Anonymous blockchain soon to be transparent

Since the beginning of June, the cryptocurrency industry has been plagued by discussions about regulating the sector. While in the United States, the main debate concerns the qualification of certain cryptocurrencies as securities, other reflections are taking place on the confidentiality of transactions.

In this context, the Horizen blockchain community recently voted in favour of a change to its protocol involving the end of anonymous transactions on its network.

” The ZEN token will no longer be considered an anonymous cryptocurrency after the depreciation of protected pools on the blockchain. We are actively working with exchanges to keep ZEN token accessible to our global users. “

In addition, from September 2023, transactions will be published on the blockchain mainnet in a transparent manner. With this update, support for so-called “protected” transactions will be impossible at the blockchain consensus level.

The team behind the project is trying to reassure users that this change does not mean the end of confidentiality in its ecosystem: sidechains developed on Horizen will still be able to guarantee the confidentiality of personal data.

Anonymity on Web3 and its regulatory implications

To understand why this update will be implemented on Horizen, we need to look at the regulatory side. Last May, Binance announced that it was suspending support in Europe for cryptocurrencies with enhanced anonymity (CAE). The list included Monero’s XMR, the Zcash network’s ZEC and the Horizen ecosystem’s ZEN.

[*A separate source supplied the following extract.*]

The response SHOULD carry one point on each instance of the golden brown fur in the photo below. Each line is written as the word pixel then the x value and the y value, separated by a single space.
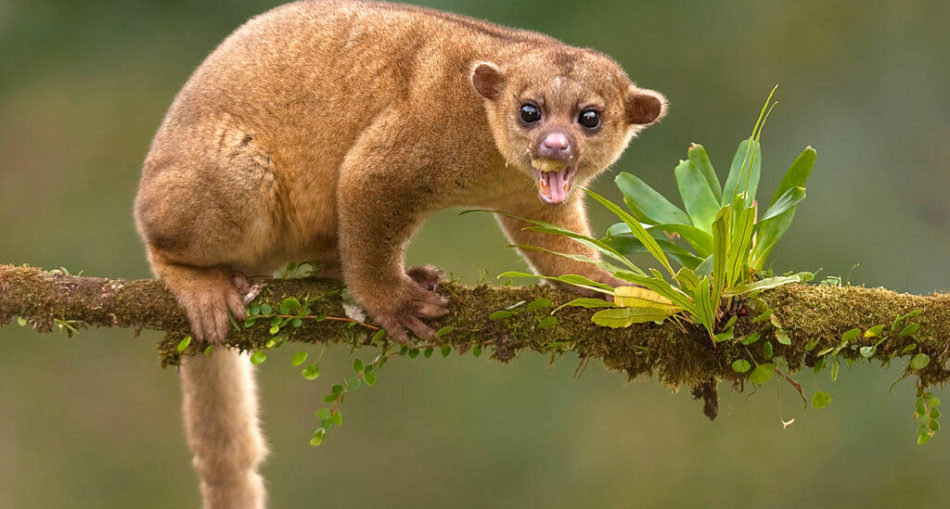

Although the cryptocurrency exchange is keen to re-evaluate its position to exclude certain cryptocurrencies from this list, this measure does not appear to apply to the ZEN cryptocurrency.

As Binance is the leader in the exchange field, with the highest transaction volumes in the entire industry, the exclusion of these anonymous cryptocurrencies could greatly reduce the use of their blockchains, not least because of the loss of visibility among investors.

However, it should be stressed that Changpeng Zhao’s company is merely adapting to the demands of European regulators. As part of the fight against money laundering and the financing of terrorism, the European Union has approved the MiCA (Markets in Crypto-Assets) and TFR (Transfer of Funds Regulation) regulations.

These two texts stipulate that companies providing services involving digital assets, such as cryptocurrency exchanges, must be able to provide their users’ personal data.

This means that companies like Binance cannot afford to host cryptocurrencies that run counter to the legislation soon to be in force.

Horizen has chosen to restrict anonymity around its transactions to maintain its presence on cryptocurrency exchanges and guarantee the survival of its ecosystem. MiCA and TFR will come into force in 2024.